The 2012 ASX Share Ownership Survey has been released today and makes for interesting reading.
Among other findings, just 52% of Self-Managed Super Funds (SMSFs) held shares directly in a company listed on the ASX, the same as 2008 and 2010. SMSFs reported an increase in residential property at 19%, up from 11% in 2010, and commercial property at 12%, up from 10% in 2010.
The number of SMSFs holding derivatives has fallen by 50% to just 2% since 2010, while investments in unlisted managed funds appears to have stabilised at around 16-17%, after dropping from 38% in 2008.
It might be interesting to speculate on why almost half of all self-managed super funds don’t invest directly in shares. Perhaps they have chosen to invest in other assets, such as cash, unlisted fixed income securities, bonds, property and most likely unlisted managed funds.
In the case of unlisted managed funds, SMSFs will be paying two lots of fees. One to administer their SMSF, and the normal fees charged by the unlisted managed funds. It would make more sense to dissolve the SMSF and invest directly in the unlisted managed fund. Even better, redeem the unlisted managed funds and invest directly in shares, thereby avoiding the double fees, and giving the investor a greater chance of outperforming the market.
Many unlisted managed funds benchmark themselves against an index, and as a result are likely to hold the majority of the largest stocks in the index.
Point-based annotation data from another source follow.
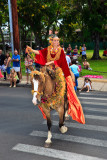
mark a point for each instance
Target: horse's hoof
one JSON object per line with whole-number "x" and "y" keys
{"x": 66, "y": 118}
{"x": 63, "y": 129}
{"x": 47, "y": 145}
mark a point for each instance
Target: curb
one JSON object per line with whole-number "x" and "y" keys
{"x": 94, "y": 80}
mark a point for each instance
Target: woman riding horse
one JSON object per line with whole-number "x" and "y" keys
{"x": 54, "y": 55}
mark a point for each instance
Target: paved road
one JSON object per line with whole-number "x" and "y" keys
{"x": 23, "y": 130}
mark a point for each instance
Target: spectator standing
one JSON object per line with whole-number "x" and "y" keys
{"x": 87, "y": 85}
{"x": 75, "y": 69}
{"x": 16, "y": 63}
{"x": 86, "y": 64}
{"x": 80, "y": 49}
{"x": 13, "y": 78}
{"x": 28, "y": 66}
{"x": 8, "y": 64}
{"x": 105, "y": 52}
{"x": 84, "y": 52}
{"x": 75, "y": 53}
{"x": 2, "y": 65}
{"x": 69, "y": 49}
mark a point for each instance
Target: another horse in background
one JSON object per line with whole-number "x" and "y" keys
{"x": 49, "y": 94}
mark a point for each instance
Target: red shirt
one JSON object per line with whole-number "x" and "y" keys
{"x": 62, "y": 63}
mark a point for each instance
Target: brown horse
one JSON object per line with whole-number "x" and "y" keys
{"x": 43, "y": 85}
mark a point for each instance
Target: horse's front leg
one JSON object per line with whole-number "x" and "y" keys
{"x": 48, "y": 141}
{"x": 61, "y": 112}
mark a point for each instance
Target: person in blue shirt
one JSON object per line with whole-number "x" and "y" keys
{"x": 84, "y": 52}
{"x": 75, "y": 69}
{"x": 16, "y": 63}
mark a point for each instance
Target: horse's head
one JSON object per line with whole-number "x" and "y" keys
{"x": 38, "y": 81}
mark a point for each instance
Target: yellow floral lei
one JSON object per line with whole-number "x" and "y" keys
{"x": 57, "y": 56}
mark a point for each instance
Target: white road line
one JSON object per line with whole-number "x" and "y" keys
{"x": 95, "y": 103}
{"x": 90, "y": 116}
{"x": 95, "y": 109}
{"x": 93, "y": 98}
{"x": 53, "y": 153}
{"x": 70, "y": 138}
{"x": 96, "y": 117}
{"x": 81, "y": 126}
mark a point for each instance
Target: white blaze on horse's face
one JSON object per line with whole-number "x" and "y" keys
{"x": 36, "y": 83}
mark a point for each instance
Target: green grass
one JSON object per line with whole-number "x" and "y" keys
{"x": 96, "y": 65}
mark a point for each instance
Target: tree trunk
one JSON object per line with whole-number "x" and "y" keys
{"x": 96, "y": 48}
{"x": 37, "y": 41}
{"x": 15, "y": 25}
{"x": 4, "y": 48}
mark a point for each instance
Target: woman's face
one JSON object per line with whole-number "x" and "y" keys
{"x": 56, "y": 42}
{"x": 7, "y": 55}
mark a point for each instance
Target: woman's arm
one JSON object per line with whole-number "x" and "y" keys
{"x": 48, "y": 63}
{"x": 29, "y": 49}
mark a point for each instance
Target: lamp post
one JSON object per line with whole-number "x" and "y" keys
{"x": 11, "y": 25}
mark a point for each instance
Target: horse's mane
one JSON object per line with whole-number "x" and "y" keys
{"x": 51, "y": 73}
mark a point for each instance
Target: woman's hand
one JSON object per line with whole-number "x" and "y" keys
{"x": 48, "y": 63}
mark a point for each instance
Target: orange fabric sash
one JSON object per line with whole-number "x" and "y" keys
{"x": 75, "y": 108}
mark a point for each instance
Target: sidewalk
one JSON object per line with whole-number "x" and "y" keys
{"x": 97, "y": 84}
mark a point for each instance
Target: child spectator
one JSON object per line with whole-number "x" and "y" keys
{"x": 28, "y": 66}
{"x": 8, "y": 64}
{"x": 86, "y": 64}
{"x": 13, "y": 78}
{"x": 87, "y": 85}
{"x": 84, "y": 52}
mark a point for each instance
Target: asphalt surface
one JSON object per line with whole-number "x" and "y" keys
{"x": 23, "y": 131}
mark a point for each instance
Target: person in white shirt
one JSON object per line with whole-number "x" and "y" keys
{"x": 68, "y": 60}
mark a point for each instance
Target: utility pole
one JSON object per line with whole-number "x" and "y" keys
{"x": 11, "y": 25}
{"x": 15, "y": 25}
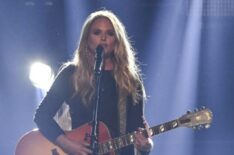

That means holding stocks like Fortescue Metals Group (ASX: FMG) which has dropped 25% in the past 12 months, Newcrest Mining (ASX: NCM) which has lost 39% of its value and Rio Tinto (ASX: RIO), which is down 1.3%. Over the same period, the S&P / ASX 200 Index (Index: ^AXJO) (ASX: XJO) has gained 27%.
A simple index tracking exchange-traded fund (ETF) can provide similar results to the index, with much lower fees. Even better would be an investment in high quality ASX shares, with good growth potential, paying a decent dividend.